I started shaking because it was a lot for me. I never met this guy, really, and I was so worried about my family finding out, while Cesar immediately changed the subject to an image from the Hubble telescope. It was a galaxy swirling, with the blue stars just appearing and the orange and yellow stars cooling. And I told him that I was nervous to accept the shoes, offering to return them, because we had not actually met each other, even though the shoes were incredibly sweet and thoughtful. “Keep the Toms, you deserve them and so much more” he said, with no expectation of any strings attached nor anything in return. And I sat on the floor, shaking, sobbing, and overwhelmed—not only for Cesar but for everything else in life, for the fact that an all-but stranger would be so generous, while I was surrounded by stress, isolated in a pandemic.
 “Just don’t run,” he said. I said I wouldn’t. This would just be a lot to navigate, especially over text, and I needed some time to process. I did not want to be wooed by a phone, but by a person in-the-flesh, and that was a limitation we faced.
            To help me process, he sent me a picture of his wasp tattoo, from the occult, as a suggestion of the hidden aspects of life, because he felt emotions more deeply than most people. It was a way for him to make sense of this confusing emotional territory. The wasp tattoo was from a major event, when his father had put a gun to his head after Cesar said “no” to the abuse his father put him through. His dad got arrested; Cesar got a tattoo.

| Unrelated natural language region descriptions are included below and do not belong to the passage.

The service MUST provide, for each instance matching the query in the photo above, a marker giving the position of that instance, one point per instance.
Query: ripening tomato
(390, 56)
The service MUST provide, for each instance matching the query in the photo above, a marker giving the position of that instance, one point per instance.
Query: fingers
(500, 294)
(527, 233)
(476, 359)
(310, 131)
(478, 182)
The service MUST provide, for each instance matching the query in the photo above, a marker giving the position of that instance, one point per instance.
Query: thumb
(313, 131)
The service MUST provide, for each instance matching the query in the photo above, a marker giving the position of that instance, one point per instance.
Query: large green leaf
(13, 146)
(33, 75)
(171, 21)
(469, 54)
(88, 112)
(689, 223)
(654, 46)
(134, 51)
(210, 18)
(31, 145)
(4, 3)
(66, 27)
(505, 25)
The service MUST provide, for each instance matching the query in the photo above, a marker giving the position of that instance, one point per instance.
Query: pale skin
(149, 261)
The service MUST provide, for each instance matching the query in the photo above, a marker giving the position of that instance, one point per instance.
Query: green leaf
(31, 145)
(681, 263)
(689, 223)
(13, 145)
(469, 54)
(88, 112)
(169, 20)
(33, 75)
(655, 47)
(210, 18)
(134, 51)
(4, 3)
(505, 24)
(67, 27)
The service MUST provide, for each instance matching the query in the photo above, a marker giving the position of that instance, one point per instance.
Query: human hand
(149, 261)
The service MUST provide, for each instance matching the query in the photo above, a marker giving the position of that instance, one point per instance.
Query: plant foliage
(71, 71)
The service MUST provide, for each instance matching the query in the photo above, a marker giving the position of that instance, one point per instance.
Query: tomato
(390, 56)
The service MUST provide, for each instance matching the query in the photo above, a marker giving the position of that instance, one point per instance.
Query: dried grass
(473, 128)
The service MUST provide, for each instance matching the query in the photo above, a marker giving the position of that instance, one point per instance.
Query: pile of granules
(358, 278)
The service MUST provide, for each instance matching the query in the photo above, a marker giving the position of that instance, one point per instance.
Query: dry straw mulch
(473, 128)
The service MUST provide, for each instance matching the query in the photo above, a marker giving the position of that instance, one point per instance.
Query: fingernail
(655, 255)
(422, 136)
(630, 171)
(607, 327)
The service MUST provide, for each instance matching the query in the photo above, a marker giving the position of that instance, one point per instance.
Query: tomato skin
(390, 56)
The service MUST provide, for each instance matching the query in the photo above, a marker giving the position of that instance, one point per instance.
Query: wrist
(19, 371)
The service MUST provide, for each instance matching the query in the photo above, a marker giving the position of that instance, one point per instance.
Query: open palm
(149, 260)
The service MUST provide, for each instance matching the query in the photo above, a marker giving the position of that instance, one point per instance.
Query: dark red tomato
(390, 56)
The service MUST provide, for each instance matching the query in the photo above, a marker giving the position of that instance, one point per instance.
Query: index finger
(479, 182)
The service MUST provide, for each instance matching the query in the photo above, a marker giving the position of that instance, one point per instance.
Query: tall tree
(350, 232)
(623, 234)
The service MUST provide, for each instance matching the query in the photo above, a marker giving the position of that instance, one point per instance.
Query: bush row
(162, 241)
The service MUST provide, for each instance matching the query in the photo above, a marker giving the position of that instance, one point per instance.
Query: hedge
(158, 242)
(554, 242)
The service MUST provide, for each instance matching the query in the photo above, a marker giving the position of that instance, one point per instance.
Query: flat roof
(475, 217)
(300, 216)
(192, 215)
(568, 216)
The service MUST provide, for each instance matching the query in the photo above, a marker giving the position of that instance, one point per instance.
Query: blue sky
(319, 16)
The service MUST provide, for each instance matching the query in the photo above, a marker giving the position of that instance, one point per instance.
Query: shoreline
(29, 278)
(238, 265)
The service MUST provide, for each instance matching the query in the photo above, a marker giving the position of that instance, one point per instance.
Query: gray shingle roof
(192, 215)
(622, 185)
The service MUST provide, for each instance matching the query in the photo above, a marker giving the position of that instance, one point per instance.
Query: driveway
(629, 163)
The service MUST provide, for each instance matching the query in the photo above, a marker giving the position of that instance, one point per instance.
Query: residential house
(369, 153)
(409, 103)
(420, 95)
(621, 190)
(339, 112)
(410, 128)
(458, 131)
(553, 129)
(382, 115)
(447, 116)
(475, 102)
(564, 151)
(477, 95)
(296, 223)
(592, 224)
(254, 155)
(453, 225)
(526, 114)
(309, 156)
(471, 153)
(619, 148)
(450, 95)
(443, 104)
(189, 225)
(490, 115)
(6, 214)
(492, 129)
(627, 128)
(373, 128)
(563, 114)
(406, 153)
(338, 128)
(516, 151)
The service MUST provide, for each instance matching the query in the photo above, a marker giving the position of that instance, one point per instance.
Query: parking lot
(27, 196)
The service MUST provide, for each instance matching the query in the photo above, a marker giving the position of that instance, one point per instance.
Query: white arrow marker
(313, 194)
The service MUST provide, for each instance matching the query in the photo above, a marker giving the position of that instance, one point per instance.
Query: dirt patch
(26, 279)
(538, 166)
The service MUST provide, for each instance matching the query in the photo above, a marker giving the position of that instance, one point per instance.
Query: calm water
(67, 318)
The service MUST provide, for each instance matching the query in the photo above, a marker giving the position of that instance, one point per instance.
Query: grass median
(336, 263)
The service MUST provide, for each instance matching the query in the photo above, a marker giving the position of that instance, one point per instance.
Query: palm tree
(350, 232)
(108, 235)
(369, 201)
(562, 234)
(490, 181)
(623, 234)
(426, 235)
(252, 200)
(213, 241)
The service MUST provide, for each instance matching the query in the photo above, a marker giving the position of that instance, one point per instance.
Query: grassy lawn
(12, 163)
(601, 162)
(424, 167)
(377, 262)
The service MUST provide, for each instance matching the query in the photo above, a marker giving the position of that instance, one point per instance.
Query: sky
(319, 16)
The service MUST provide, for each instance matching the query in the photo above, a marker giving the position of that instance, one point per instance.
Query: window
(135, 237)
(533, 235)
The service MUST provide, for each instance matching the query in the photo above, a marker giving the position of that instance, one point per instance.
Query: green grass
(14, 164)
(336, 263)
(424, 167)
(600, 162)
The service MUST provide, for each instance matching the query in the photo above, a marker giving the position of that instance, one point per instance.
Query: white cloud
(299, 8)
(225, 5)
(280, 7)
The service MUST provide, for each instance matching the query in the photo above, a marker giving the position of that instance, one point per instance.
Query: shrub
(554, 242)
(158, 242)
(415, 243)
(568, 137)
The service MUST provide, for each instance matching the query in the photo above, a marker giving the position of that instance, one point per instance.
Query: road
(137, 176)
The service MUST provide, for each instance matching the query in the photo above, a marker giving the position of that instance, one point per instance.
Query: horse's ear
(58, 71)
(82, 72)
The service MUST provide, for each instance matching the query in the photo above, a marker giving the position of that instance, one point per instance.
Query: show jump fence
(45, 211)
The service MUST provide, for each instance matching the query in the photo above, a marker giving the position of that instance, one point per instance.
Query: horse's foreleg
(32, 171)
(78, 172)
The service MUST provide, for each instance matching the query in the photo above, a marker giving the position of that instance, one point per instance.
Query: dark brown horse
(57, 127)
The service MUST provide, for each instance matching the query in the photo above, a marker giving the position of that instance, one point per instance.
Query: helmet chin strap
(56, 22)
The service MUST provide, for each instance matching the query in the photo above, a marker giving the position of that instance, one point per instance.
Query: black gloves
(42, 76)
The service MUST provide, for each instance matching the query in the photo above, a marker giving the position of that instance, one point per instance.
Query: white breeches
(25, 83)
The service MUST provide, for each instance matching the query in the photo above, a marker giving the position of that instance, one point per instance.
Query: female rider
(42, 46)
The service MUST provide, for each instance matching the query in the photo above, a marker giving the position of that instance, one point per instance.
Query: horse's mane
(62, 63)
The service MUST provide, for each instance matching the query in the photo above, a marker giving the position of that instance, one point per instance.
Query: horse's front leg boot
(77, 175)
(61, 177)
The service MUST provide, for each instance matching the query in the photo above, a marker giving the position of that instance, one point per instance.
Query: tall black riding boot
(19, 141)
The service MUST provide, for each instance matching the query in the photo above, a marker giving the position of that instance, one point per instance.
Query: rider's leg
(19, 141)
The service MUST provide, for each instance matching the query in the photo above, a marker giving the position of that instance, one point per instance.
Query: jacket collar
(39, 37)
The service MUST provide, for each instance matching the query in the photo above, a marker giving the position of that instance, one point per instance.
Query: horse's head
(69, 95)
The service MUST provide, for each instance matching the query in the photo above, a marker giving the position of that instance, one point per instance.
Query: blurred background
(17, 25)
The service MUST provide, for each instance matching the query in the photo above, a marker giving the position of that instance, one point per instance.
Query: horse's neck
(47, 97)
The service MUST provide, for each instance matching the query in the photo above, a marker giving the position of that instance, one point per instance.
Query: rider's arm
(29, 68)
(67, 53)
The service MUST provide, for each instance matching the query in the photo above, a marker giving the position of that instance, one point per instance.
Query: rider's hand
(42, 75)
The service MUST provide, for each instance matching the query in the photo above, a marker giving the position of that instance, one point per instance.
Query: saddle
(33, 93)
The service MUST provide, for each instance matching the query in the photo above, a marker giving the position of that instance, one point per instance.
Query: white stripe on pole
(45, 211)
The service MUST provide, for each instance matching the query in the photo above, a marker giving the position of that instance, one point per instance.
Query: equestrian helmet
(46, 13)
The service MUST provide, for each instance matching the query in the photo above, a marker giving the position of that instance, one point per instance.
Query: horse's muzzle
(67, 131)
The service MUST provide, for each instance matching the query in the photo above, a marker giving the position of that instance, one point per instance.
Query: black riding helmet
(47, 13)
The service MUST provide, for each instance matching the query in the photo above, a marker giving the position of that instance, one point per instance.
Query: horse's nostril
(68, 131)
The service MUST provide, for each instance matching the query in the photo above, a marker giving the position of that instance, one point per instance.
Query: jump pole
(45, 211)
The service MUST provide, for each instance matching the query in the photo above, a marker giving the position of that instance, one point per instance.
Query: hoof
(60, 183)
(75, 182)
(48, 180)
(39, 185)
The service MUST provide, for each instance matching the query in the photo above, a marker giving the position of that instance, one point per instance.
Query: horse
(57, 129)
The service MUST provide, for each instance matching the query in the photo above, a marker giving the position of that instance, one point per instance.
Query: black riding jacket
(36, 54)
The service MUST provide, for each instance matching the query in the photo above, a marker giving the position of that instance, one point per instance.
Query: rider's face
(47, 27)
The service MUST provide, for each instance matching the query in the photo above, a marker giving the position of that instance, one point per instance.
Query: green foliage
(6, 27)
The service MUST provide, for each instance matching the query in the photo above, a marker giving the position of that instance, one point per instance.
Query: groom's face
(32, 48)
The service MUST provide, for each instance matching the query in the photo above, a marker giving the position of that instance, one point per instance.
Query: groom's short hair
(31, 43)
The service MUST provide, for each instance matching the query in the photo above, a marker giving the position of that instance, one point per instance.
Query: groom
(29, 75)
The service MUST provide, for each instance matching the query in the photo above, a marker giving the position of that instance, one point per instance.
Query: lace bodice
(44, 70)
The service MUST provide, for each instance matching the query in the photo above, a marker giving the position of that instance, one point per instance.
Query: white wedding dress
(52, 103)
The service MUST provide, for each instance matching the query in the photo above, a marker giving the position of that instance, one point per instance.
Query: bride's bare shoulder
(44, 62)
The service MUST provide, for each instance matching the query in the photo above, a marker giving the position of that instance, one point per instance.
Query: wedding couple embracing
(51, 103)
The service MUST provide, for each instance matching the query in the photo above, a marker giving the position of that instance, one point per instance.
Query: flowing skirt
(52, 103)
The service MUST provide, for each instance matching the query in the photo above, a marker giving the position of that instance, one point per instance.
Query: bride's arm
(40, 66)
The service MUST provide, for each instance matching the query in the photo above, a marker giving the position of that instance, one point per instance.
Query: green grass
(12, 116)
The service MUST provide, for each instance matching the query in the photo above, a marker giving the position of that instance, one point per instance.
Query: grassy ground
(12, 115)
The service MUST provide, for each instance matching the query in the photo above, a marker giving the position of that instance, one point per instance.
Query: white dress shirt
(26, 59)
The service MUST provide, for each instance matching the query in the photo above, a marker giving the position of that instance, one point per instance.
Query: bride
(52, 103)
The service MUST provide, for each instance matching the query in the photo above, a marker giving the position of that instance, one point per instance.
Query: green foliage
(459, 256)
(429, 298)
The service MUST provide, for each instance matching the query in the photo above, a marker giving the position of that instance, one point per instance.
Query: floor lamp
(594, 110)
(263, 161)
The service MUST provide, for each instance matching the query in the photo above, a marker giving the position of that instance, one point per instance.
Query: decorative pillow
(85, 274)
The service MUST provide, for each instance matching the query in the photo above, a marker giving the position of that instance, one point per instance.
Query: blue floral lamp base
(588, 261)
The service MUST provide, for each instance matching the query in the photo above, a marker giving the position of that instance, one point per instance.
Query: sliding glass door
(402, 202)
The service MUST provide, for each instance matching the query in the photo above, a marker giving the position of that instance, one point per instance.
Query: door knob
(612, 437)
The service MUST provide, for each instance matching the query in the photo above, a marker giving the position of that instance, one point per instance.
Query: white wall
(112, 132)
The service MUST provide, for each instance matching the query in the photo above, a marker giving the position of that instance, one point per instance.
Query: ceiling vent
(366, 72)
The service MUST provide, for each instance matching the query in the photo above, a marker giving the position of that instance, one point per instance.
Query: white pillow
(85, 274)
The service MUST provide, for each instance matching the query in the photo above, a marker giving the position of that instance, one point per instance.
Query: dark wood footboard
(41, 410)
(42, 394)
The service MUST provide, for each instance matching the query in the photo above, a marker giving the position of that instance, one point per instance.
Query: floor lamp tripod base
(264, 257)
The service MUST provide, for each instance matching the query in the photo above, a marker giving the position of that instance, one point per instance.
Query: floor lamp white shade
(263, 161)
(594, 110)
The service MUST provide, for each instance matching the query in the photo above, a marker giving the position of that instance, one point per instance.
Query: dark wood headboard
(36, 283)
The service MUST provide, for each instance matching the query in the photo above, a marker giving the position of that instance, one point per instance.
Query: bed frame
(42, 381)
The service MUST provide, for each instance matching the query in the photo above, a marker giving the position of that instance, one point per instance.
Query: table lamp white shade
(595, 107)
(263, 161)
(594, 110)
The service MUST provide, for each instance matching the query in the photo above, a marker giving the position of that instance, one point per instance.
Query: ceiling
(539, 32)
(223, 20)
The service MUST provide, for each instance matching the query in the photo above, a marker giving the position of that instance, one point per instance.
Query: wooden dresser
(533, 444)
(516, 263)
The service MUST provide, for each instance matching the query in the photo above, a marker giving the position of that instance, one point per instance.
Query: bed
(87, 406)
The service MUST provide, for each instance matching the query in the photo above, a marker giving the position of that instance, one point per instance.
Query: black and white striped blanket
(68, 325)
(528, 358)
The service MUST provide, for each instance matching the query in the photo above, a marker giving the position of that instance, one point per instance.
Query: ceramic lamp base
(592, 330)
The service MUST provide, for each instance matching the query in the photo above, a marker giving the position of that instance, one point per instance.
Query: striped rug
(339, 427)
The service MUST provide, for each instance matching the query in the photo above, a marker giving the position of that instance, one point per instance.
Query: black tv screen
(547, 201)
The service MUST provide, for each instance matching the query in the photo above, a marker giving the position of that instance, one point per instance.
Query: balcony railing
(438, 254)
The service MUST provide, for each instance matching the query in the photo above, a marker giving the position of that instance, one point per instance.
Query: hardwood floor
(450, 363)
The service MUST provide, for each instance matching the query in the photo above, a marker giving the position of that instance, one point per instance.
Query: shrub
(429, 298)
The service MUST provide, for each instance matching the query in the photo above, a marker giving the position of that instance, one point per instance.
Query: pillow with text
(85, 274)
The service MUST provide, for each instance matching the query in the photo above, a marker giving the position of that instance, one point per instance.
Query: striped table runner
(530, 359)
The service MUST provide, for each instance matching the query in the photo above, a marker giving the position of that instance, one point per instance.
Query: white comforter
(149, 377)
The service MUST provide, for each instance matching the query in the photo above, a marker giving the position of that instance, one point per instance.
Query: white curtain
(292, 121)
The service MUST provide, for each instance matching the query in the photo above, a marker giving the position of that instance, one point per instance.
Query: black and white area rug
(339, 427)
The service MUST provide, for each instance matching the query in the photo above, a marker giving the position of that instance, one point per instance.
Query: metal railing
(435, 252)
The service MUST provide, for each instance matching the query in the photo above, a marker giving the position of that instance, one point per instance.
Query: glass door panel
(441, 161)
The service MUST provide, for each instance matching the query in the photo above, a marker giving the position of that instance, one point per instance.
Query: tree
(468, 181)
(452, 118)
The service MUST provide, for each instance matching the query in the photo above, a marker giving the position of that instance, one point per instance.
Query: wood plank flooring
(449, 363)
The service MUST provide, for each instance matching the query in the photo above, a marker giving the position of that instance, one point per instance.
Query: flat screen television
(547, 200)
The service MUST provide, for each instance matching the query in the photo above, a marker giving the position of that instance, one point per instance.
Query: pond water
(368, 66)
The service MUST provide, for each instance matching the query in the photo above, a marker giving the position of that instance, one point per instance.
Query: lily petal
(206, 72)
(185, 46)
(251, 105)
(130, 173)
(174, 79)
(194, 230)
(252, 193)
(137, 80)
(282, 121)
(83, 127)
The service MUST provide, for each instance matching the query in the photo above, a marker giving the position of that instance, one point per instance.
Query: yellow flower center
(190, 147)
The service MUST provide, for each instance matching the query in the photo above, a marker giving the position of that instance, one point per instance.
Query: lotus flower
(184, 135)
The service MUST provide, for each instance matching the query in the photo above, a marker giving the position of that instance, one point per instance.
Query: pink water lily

            From here on, Cesar just started sending me Troy Sivan songs, and slowly the chat faded out. It became a dump of thin content, with less questions and more simple observations about the world around us. The texts got shorter too, and I had essays to work on, until the replies stopped. Texts can only hold so much.
            I still have the shoes under my bed, two years later. They still fit. And I wonder if I will wear them one day, if only to be reminded of the person who told me that I deserve them and so much more, in spite of all the anxiety his gifts brought me. Or, as a reminder that I drank a gift that my family thought was poison, cold, as someone’s unspoken attempt to break out of the limitations of a text thread. A reminder to do the best you can when the world breaks down for a bit, even though I was not ready for it.